5. Setiap orang dilarang mendanai atau memfasilitasi perbuatan

sebagaimana dimaksud dalam Pasal 4.

6. Setiap orang dilarang dengan sengaja atau atas persetujuan dirinya

menjadi objek atau model yang mengandung muatan pornografi.

7. Setiap orang dilarang menjadikan orang lain sebagai objek atau model

yang mengandung muatan pornografi.

8. Setiap orang dilarang mempertontonkan diri atau orang lain dalam

pertunjukan atau di muka umum yang menggambarkan ketelanjangan,

eksploitasi seksual, persenggamaan, atau yang bermuatan pornografi

lainnya.

9. Setiap orang dilarang melibatkan anak dalam kegiatan dan/atau sebagai

objek sebagaimana dimaksud dalam Pasal 4, Pasal 5, Pasal 6, Pasal 8, Pasal

9, atau Pasal 10.

10. Setiap orang dilarang mengajak, membujuk, memanfaatkan, membiarkan,

menyalahgunakan kekuasaan atau memaksa anak dalam menggunakan

produk atau jasa pornografi.


Pembatasan Pornografi

1. Pembuatan, penyebarluasan, dan penggunaan pornografi yang memuat

selain sebagaimana dimaksud dalam Pasal 4 ayat (1) wajib mendasarkan

pada peraturan perundang-undangan.

2. Pembuatan, penyebarluasan, dan penggunaan pornografi sebagaimana

dimaksud pada ayat (1) harus dilakukan di tempat dan dengan cara khusus.

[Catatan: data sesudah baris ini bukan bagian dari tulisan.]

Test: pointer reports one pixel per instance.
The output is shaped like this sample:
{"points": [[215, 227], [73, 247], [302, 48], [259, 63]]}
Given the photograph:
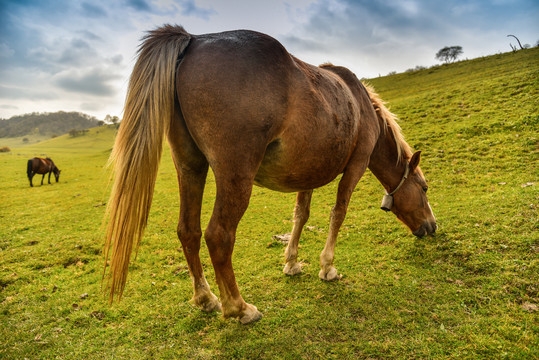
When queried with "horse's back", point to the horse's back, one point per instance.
{"points": [[245, 99]]}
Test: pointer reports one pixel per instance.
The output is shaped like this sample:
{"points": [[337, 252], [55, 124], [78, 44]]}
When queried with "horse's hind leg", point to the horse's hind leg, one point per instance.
{"points": [[301, 215], [233, 193], [189, 232], [192, 168]]}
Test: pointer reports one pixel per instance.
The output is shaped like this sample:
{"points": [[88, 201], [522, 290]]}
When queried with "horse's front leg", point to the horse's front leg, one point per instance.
{"points": [[189, 232], [347, 184], [301, 215]]}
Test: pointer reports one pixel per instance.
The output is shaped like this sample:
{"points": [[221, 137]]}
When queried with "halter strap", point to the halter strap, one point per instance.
{"points": [[404, 177]]}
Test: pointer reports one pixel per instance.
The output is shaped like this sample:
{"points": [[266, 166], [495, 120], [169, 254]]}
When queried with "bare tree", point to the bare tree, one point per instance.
{"points": [[449, 53], [519, 44]]}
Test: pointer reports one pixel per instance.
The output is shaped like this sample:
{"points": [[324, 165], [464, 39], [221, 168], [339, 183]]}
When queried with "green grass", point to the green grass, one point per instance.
{"points": [[470, 292]]}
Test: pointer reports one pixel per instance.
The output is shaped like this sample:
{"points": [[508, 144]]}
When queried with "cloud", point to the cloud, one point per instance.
{"points": [[191, 9], [24, 92], [9, 107], [94, 82], [92, 10], [139, 5]]}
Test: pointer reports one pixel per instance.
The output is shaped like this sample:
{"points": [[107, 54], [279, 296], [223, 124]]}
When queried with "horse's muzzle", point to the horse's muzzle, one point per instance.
{"points": [[428, 228]]}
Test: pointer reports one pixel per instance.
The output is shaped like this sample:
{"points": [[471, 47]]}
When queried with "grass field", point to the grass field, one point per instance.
{"points": [[470, 291]]}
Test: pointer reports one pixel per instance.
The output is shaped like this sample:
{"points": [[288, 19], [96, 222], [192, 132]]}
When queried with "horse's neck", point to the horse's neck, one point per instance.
{"points": [[384, 162]]}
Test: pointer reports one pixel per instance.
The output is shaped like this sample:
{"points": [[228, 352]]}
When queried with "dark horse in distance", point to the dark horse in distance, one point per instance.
{"points": [[239, 103], [42, 166]]}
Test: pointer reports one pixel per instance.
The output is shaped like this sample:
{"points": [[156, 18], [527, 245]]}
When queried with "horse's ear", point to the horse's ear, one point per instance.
{"points": [[414, 161]]}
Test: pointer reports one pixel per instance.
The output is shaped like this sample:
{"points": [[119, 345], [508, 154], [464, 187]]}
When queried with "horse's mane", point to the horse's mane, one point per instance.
{"points": [[404, 152]]}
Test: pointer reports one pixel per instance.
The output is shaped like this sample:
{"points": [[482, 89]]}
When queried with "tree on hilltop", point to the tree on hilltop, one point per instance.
{"points": [[449, 53]]}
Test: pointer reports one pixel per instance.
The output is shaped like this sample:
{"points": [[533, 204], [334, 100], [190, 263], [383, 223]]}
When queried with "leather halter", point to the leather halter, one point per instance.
{"points": [[387, 201], [404, 177]]}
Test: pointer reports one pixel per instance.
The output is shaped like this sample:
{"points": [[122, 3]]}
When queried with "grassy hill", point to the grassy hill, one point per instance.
{"points": [[468, 292], [43, 125]]}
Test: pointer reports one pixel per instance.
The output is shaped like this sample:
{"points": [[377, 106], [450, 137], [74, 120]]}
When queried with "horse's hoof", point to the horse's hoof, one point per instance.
{"points": [[250, 315], [293, 269], [207, 303], [329, 275]]}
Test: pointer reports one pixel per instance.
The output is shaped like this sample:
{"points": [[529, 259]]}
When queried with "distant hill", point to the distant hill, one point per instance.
{"points": [[57, 123]]}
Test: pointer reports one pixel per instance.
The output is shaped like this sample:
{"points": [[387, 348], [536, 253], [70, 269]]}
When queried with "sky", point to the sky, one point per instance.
{"points": [[77, 55]]}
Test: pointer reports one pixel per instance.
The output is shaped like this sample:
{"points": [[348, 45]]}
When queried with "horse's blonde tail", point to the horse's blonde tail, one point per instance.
{"points": [[149, 109]]}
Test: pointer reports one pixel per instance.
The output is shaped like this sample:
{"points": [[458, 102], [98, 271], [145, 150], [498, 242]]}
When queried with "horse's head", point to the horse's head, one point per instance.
{"points": [[409, 200], [56, 172]]}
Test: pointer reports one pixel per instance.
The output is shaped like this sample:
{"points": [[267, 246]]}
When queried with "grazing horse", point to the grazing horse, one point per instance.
{"points": [[239, 103], [41, 166]]}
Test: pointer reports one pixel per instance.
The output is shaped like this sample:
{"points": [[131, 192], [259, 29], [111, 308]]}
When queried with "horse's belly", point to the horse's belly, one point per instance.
{"points": [[300, 167]]}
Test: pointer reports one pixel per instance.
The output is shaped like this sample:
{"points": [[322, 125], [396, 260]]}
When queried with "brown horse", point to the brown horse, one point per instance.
{"points": [[239, 103], [41, 166]]}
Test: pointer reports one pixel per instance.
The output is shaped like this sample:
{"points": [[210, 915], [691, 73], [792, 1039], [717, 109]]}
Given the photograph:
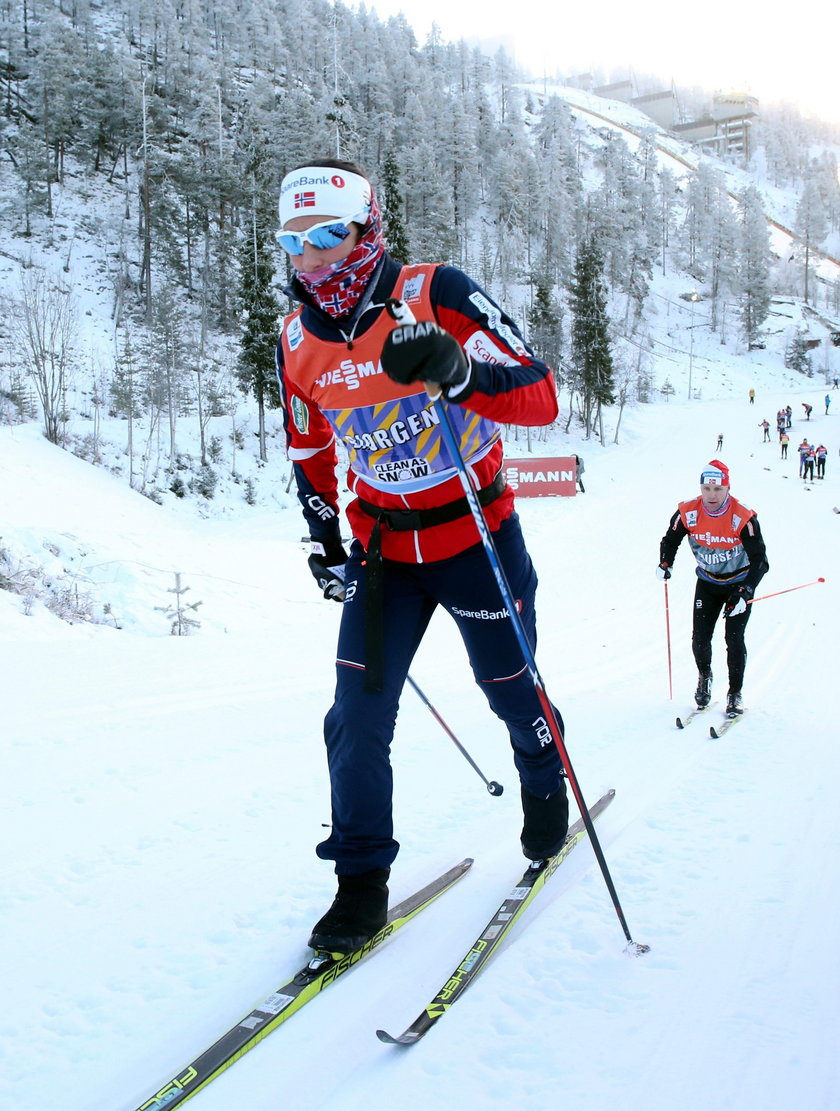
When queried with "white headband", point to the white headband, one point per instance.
{"points": [[315, 190]]}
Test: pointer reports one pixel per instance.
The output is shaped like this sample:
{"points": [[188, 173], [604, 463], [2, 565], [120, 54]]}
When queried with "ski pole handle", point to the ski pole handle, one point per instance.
{"points": [[776, 593]]}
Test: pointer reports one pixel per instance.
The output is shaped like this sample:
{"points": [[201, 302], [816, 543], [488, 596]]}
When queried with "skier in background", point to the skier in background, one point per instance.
{"points": [[802, 449], [731, 560], [821, 454], [579, 468], [416, 542], [808, 461]]}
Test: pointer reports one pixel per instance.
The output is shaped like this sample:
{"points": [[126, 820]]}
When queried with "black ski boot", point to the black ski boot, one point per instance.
{"points": [[702, 694], [546, 823], [358, 911], [735, 703]]}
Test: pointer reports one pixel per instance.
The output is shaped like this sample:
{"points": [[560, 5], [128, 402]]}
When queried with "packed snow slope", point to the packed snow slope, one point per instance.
{"points": [[162, 797]]}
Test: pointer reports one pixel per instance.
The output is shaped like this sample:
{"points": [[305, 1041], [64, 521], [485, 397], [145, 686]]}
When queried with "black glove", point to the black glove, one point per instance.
{"points": [[737, 601], [425, 352], [327, 563]]}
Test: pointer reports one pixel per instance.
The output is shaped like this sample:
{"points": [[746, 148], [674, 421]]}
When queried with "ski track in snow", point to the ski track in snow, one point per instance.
{"points": [[163, 797]]}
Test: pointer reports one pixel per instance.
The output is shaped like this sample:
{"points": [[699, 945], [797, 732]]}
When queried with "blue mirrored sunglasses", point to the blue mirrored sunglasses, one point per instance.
{"points": [[321, 236]]}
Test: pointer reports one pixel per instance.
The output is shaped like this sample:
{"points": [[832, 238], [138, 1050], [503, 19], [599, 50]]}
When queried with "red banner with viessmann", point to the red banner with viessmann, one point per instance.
{"points": [[542, 478]]}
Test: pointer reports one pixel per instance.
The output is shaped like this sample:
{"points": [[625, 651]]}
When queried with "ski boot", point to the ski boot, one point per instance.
{"points": [[358, 912], [735, 703], [546, 823]]}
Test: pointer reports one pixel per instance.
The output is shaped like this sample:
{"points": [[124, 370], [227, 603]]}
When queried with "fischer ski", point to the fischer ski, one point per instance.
{"points": [[532, 881], [319, 973]]}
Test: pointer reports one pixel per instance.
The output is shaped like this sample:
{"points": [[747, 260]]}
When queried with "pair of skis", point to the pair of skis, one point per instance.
{"points": [[715, 731], [323, 970]]}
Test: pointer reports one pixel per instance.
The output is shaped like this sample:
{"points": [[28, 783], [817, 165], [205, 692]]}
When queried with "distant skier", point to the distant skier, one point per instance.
{"points": [[731, 560], [821, 456], [579, 468], [802, 449], [810, 457]]}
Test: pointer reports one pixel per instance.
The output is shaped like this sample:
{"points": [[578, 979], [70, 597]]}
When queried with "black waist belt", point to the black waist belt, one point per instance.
{"points": [[413, 520]]}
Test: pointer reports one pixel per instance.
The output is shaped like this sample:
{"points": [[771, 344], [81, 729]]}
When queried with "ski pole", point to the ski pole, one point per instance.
{"points": [[492, 786], [668, 638], [777, 592], [509, 602]]}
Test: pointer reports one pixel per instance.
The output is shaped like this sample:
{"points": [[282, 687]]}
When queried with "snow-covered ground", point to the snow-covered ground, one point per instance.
{"points": [[162, 797]]}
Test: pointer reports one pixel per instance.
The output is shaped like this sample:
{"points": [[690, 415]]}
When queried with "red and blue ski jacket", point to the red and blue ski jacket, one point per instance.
{"points": [[335, 393]]}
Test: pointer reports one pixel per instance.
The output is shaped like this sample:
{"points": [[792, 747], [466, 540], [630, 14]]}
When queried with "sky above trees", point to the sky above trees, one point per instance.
{"points": [[717, 46]]}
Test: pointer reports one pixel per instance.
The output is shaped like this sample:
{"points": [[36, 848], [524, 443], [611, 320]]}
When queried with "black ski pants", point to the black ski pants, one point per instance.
{"points": [[360, 724], [709, 601]]}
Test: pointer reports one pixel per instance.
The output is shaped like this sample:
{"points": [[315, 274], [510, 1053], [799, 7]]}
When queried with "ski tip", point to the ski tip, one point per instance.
{"points": [[406, 1039], [637, 949]]}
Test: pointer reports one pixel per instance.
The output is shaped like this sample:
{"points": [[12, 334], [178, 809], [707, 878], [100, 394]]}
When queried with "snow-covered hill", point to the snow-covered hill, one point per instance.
{"points": [[162, 798]]}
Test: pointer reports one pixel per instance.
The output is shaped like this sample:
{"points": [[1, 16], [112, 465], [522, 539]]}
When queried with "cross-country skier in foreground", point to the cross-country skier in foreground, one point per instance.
{"points": [[416, 544], [726, 541]]}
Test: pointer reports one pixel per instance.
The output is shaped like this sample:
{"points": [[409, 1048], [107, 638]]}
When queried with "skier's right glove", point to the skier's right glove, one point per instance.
{"points": [[327, 564], [425, 352]]}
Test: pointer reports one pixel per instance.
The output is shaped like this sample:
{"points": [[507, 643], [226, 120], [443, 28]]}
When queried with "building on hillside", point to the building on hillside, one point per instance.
{"points": [[725, 131]]}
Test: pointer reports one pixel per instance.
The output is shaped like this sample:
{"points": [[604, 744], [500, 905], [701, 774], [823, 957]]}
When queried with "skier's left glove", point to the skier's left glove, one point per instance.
{"points": [[737, 601], [327, 563], [425, 352]]}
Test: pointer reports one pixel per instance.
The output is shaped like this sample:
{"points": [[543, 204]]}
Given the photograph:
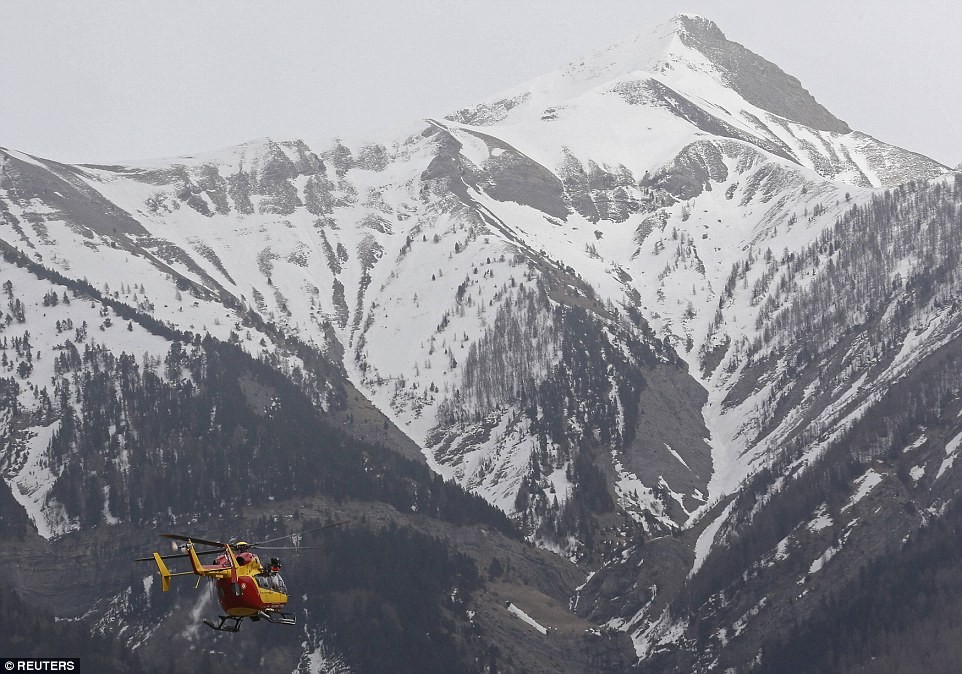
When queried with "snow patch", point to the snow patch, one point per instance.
{"points": [[514, 610]]}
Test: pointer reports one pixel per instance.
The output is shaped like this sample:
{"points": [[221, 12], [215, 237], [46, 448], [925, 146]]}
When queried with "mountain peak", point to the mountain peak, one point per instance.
{"points": [[755, 79], [670, 51]]}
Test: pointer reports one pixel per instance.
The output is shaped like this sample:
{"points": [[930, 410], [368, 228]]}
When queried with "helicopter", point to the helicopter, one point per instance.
{"points": [[246, 588]]}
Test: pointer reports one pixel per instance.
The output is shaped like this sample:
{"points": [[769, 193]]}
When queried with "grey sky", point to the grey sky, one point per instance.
{"points": [[102, 81]]}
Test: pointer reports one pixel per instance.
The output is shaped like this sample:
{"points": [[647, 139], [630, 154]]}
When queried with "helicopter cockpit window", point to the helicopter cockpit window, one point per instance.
{"points": [[271, 581]]}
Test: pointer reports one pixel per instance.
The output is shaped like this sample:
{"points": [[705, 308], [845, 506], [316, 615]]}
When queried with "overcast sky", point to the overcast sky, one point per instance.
{"points": [[99, 81]]}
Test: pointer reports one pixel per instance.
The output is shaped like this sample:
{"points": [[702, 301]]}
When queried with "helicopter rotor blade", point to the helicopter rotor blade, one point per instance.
{"points": [[185, 554], [178, 537], [299, 533]]}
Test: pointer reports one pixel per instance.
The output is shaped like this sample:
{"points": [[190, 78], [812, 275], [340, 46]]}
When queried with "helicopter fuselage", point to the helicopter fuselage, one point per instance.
{"points": [[253, 591]]}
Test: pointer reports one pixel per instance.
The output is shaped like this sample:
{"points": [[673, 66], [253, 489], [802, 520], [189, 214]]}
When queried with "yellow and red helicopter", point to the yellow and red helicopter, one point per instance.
{"points": [[246, 588]]}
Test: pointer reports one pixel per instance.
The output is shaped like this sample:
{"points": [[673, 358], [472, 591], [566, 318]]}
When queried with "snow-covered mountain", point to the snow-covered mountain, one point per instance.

3. Pasal 14 Ketentuan mengenai syarat dan tata cara perizinan pembuatan,

penyebarluasan, dan penggunaan produk pornografi untuk tujuan dan

kepentingan pendidikan dan pelayanan kesehatan dan pelaksanaan

ketentuan Pasal 13 diatur dengan Peraturan Pemerintah.

Pelanggaran terhadap larangan dan pembatasan poronografi merupakan

tindak pidana yang dapat dijatuhi sanksi berupa pidana penjara dan/denda

sebagaimana telah disebutkan dalam ketentuan Pasal 29 – Pasal 41 Undang-

Undang Nomor 44 Tahun 2008 tentang Pornografi.